Fu ribattezzato «Superzaia», adesso qualcuno lo chiama «File» per la memoria da computer. In effetti Zaia è un leghista-manager: abiti scuri, capelli lisciati, cravatta verde «solo se non stona». In Provincia trovò un bilancio di 100 milioni di lire per il suo assessorato e ne lasciò uno da due miliardi, gestione certificata da Fitch e Moody's. «Fin dal primo giorno - ricorda il sito internet lucazaia.eu (non .it) - ha avviato un processo di applicazione di management privato a un ente pubblico. Introducendo nei bilanci provinciali la finanza creativa: swap e rating.
Mai parlato di secessione, semmai di federalismo alla spagnola, tanto da proporre di trasformare la Marca in provincia autonoma sul modello della Catalogna (100mila firme in Cassazione per il referendum) «perché soltanto il 2,5 per cento delle nostre tasse poi ritorna nel territorio». Rare le guasconate sullo stile del conterraneo Giancarlo Gentilini, come quando acquistò sei asini da mettere a brucare lungo gli argini e le rotonde «per risparmiare sui tosaerba», o spedì nello spazio i semi di radicchio trevigiano su una navicella della Nasa. Ma come il sindaco-sceriffo, il futuro ministro è sempre in prima fila, sia che indossi la giubba gialla nei pattugliamenti notturni con le ronde padane per la sicurezza, di cui è un paladino, sia che debba aprire un cantiere alla guida di una ruspa: ha sostituito i semafori con 250 rotatorie, piazzando nel mezzo i rottami delle auto incidentate: i morti sulle strade sono scesi del 22 per cento.
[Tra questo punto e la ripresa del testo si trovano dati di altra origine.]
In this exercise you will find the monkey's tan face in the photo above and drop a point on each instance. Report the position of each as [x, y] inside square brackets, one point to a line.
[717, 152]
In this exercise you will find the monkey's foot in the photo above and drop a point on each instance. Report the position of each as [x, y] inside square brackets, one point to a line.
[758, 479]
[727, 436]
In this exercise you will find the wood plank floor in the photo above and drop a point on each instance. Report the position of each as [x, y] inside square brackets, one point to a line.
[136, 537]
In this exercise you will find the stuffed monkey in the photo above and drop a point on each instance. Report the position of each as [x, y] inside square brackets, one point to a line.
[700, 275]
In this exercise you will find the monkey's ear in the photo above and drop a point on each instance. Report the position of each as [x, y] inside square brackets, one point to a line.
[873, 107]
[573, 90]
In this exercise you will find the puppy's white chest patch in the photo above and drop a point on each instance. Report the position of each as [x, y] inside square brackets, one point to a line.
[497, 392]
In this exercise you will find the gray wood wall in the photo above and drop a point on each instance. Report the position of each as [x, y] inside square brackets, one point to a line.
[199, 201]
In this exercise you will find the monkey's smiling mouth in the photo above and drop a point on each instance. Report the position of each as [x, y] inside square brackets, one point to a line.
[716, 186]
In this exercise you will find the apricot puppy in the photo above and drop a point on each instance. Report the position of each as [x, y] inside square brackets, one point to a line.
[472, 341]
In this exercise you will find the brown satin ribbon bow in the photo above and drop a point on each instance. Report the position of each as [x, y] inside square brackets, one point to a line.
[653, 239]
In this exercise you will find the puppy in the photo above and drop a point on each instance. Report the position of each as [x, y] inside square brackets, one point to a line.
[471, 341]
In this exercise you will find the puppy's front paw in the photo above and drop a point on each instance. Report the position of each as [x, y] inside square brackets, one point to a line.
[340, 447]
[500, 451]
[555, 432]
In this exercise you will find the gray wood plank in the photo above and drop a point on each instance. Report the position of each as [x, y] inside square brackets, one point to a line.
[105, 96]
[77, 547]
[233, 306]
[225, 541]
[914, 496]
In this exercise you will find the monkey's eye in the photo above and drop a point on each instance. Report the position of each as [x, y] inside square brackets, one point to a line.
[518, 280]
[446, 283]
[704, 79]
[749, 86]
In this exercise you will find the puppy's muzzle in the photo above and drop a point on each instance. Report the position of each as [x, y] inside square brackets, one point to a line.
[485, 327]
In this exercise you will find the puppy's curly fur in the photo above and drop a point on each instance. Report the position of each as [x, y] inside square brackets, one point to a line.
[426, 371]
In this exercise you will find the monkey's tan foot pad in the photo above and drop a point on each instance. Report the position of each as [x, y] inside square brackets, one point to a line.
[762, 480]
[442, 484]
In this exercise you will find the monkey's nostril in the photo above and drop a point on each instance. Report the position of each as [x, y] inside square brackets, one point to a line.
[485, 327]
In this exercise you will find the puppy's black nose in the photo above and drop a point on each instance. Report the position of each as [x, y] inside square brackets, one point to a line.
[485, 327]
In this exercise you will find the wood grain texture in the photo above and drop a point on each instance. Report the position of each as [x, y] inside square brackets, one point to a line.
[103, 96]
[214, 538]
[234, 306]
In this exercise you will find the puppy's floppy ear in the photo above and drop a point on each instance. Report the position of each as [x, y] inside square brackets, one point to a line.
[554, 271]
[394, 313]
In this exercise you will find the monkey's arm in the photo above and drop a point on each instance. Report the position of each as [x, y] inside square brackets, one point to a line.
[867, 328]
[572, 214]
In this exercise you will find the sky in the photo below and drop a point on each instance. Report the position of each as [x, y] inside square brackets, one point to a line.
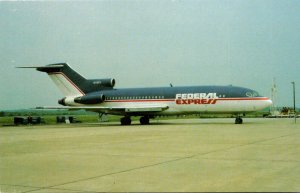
[150, 43]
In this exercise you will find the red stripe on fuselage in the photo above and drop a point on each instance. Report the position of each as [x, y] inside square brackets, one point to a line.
[174, 100]
[70, 81]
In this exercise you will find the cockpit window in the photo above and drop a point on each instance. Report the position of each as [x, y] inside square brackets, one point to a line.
[252, 94]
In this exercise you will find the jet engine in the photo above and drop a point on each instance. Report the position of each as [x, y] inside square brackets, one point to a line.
[104, 83]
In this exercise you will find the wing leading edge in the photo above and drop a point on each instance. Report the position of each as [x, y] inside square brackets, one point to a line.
[115, 110]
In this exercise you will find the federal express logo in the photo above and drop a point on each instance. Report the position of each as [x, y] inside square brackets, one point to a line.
[196, 98]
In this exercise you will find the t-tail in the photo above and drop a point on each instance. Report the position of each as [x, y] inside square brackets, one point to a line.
[71, 83]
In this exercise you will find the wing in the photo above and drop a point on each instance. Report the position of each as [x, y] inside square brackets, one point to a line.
[116, 110]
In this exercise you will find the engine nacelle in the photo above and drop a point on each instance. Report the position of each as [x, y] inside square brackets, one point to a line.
[104, 83]
[90, 99]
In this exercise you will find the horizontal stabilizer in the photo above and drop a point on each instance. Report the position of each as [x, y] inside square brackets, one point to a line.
[41, 67]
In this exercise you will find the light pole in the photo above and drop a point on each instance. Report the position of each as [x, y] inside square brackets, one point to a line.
[294, 97]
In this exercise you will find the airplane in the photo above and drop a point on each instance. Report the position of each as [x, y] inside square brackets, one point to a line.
[99, 95]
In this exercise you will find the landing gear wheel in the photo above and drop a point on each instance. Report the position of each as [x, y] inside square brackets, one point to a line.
[125, 121]
[144, 120]
[238, 120]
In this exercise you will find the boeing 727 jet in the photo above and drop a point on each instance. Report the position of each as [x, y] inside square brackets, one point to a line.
[99, 95]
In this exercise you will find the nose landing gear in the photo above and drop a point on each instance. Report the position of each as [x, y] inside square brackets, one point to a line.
[144, 120]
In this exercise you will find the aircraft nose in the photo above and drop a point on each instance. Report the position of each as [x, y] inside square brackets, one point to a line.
[268, 103]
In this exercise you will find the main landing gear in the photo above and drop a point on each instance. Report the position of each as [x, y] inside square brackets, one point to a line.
[127, 120]
[238, 120]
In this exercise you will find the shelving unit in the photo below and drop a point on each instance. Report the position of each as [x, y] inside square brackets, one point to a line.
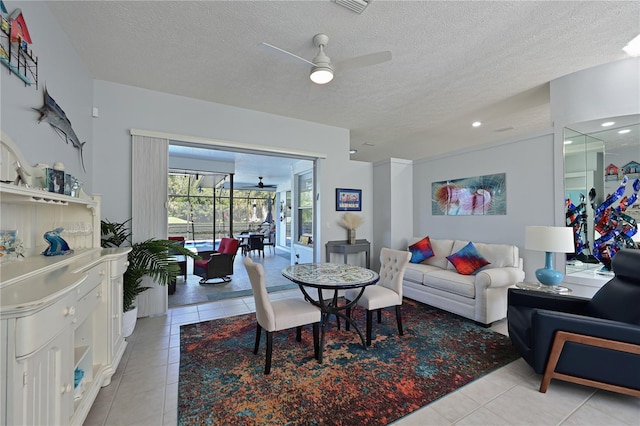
[57, 313]
[21, 61]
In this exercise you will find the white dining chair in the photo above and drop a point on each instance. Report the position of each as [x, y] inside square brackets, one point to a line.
[280, 314]
[385, 293]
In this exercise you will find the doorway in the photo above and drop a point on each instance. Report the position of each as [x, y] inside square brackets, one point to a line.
[244, 191]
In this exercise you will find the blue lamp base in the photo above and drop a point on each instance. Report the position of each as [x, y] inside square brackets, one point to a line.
[548, 275]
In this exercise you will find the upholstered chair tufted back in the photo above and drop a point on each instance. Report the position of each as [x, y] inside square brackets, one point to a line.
[392, 266]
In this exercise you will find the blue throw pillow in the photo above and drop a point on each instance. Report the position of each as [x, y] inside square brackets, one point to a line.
[467, 260]
[421, 250]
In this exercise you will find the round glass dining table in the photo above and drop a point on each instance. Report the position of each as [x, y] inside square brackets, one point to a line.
[331, 276]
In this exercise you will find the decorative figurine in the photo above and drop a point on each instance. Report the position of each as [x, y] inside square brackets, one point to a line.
[57, 245]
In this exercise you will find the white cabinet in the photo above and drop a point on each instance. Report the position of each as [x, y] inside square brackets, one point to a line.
[45, 385]
[58, 315]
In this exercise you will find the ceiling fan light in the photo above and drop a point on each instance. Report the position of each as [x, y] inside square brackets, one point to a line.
[321, 74]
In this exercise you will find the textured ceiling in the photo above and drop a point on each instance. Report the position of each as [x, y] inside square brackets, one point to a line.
[453, 61]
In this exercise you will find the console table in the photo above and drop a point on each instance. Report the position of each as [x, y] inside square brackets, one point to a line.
[343, 246]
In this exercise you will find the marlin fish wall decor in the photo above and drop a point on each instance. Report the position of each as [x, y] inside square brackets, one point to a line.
[51, 113]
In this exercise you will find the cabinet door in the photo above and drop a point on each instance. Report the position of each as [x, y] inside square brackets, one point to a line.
[45, 380]
[117, 341]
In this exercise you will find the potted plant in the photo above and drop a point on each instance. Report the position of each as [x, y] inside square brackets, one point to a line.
[152, 257]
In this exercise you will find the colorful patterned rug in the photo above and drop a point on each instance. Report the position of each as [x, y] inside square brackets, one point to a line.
[222, 381]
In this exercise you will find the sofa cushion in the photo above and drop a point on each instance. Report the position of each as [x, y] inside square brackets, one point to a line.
[415, 272]
[451, 282]
[441, 249]
[421, 250]
[467, 260]
[500, 255]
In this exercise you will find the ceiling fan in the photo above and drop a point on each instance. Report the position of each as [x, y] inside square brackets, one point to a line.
[322, 68]
[262, 185]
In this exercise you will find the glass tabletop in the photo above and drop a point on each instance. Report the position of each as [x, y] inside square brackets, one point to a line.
[330, 275]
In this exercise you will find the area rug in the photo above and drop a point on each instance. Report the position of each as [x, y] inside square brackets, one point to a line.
[248, 292]
[221, 381]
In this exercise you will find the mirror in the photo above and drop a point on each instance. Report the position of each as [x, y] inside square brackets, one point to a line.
[596, 160]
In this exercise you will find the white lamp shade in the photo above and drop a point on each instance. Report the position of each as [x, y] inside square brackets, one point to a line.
[556, 239]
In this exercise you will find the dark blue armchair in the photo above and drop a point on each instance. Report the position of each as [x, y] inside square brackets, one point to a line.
[593, 342]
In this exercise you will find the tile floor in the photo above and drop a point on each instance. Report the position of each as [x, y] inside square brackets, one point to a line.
[144, 389]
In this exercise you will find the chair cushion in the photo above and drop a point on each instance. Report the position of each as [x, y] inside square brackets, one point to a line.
[467, 260]
[201, 263]
[421, 250]
[375, 297]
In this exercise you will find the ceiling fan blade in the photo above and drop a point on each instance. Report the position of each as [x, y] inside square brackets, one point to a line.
[283, 53]
[364, 60]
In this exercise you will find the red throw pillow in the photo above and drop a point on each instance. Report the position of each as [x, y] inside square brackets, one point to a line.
[467, 260]
[421, 250]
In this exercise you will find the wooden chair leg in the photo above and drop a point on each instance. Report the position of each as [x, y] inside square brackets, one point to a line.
[556, 349]
[316, 340]
[258, 334]
[399, 319]
[267, 366]
[369, 321]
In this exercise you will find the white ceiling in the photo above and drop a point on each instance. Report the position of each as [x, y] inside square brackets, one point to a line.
[454, 62]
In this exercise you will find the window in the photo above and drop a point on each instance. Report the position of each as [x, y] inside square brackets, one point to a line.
[304, 223]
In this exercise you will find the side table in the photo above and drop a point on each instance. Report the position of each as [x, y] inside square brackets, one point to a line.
[555, 289]
[343, 246]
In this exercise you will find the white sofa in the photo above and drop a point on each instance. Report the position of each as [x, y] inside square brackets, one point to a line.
[481, 297]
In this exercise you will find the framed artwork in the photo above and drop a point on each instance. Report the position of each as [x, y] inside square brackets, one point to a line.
[55, 181]
[348, 200]
[480, 195]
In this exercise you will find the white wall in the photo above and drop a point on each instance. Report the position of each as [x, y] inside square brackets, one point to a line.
[393, 206]
[529, 175]
[68, 82]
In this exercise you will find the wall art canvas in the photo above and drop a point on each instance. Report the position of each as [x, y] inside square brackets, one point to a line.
[481, 195]
[348, 199]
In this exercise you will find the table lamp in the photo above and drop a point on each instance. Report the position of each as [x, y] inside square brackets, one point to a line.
[550, 239]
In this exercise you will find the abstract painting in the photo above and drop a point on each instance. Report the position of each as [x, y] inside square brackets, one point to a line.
[481, 195]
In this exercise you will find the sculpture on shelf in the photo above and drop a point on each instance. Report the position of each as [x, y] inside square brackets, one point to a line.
[615, 227]
[57, 245]
[576, 218]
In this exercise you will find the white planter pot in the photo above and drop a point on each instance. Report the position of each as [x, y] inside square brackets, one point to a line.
[129, 319]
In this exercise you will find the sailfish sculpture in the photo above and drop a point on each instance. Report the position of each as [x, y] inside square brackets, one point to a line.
[51, 113]
[57, 245]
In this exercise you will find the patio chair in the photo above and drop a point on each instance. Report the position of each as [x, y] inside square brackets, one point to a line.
[217, 264]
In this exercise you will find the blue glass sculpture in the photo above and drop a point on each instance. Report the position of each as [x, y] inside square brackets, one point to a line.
[57, 245]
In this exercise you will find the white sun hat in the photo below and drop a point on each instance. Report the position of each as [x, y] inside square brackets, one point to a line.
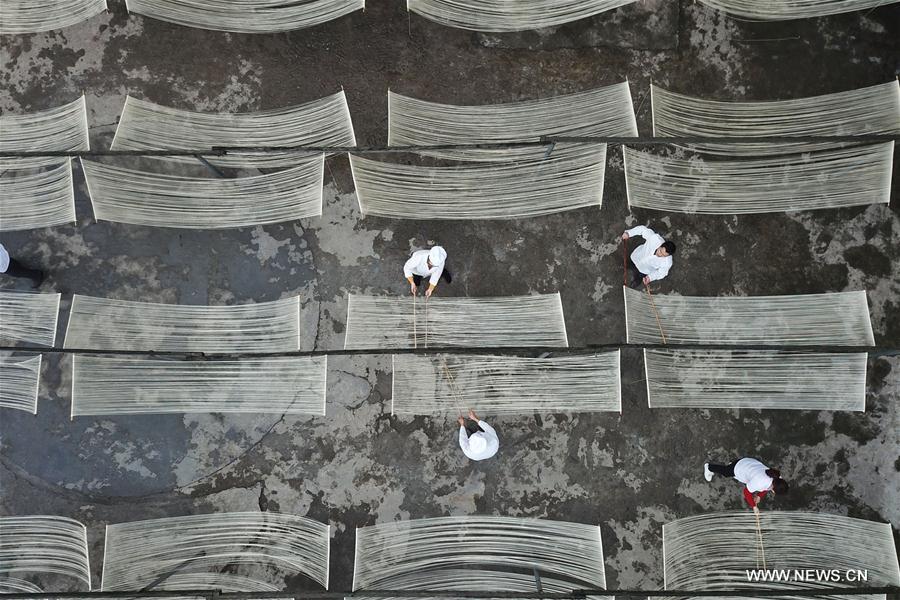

Figlio di un meccanico, Zaia vive nel paesino dov'è nato, Bibano di Godega di Sant'Urbano, sinistra Piave. Diplomato alla scuola enologica di Conegliano e laureato in Scienze della produzione animale a Udine. Ha fatto il «pierre» per la discoteca Manhattan prima di entrare in politica, subito nella Lega e presto popolarissimo: un sondaggio del 2004 rivelò che era il presidente di Provincia più amato del Nord Italia.